En el fondo, es una cuestión sencilla. En lo más recóndito de su corazón, el intelectual sólo quiere aferrarse a lo que le fue dado por arte de magia un siglo atrás, en un momento resplandeciente. Sólo pide permanecer en su altura, apartado -como dijo Revel- del vulgo, de los filisteos... de la clase media.
¡Imaginen cómo se hubiera divertido Nietzsche si, tan siquiera, Dios no estuviese muerto! Si hubiese podido pasarse un siglo (murió en 1900) en el Paraíso. Casi oigo su voz, exhortando, apostrofando... Ustedes, escritores y académicos, cómo pudieron conformarse con un papel tan fácil e indolente, ¡y por tanto tiempo! ¿Cómo pudieron haber preferido el esnobismo fácil al trabajo duro, interminable, hercúleo, de adquirir conocimientos? Creo que él habría meneado la cabeza ante esas complejas teorías sobre la cognición y la sexualidad. Que se habría hartado del escepticismo, el cinismo, la ironía y el desprecio obstinados de estos académicos, y habría dicho: "¿Por qué no admiten ante mí (nadie tiene por qué enterarse, después de todo, estoy muerto) que, si debieran calificar las naciones en este momento histórico, sus "malditos" Estados Unidos serían el micrómetro por el que deben medirse todas las demás?" Y habría tenido razón.

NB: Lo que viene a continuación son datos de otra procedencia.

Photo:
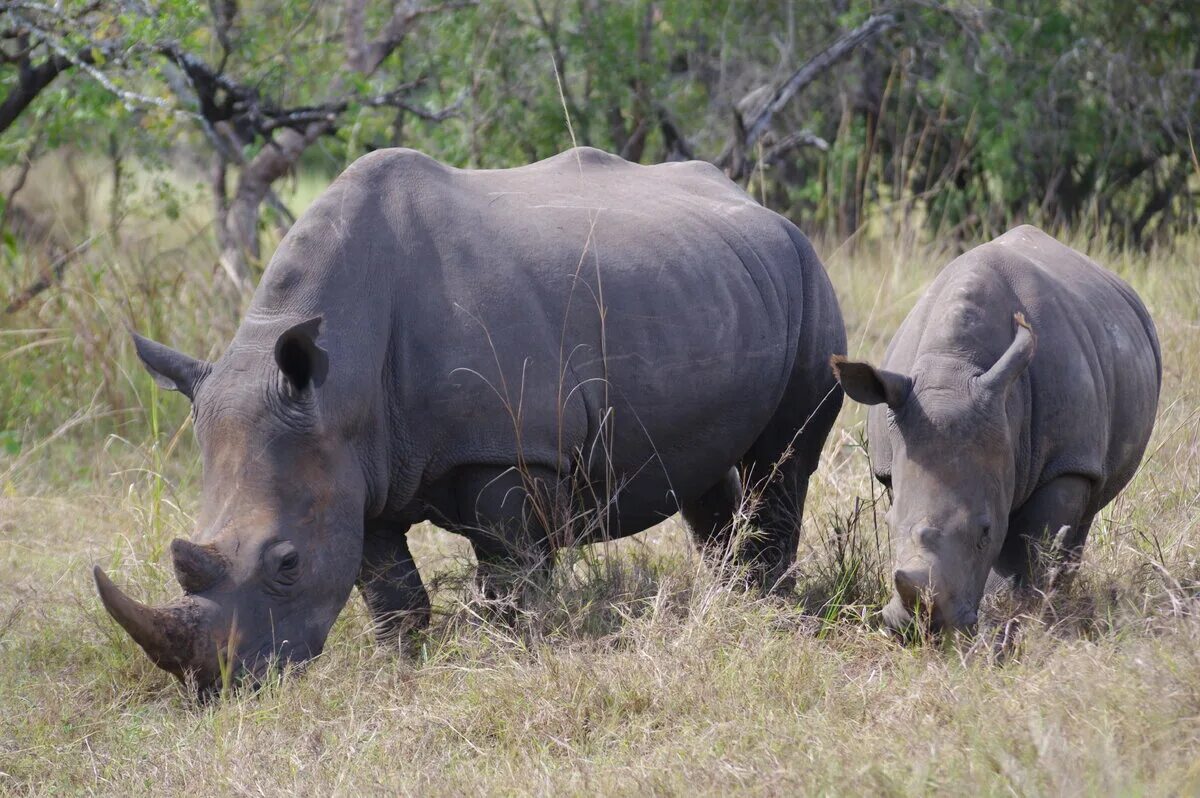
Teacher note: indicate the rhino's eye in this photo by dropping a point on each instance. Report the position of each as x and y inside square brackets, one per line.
[283, 564]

Los marxistas del imperio soviético de Europa Oriental tuvieron su Havel; los de la Unión Soviética, su Solzhenitsin, y los marxistas rococó norteamericanos ("¡Chauvinismo! ¡Patriotismo!", gritan los intelectuales) pueden sacar provecho de su ejemplo. Si esto es patriotismo, ¡aprovéchenlo al máximo!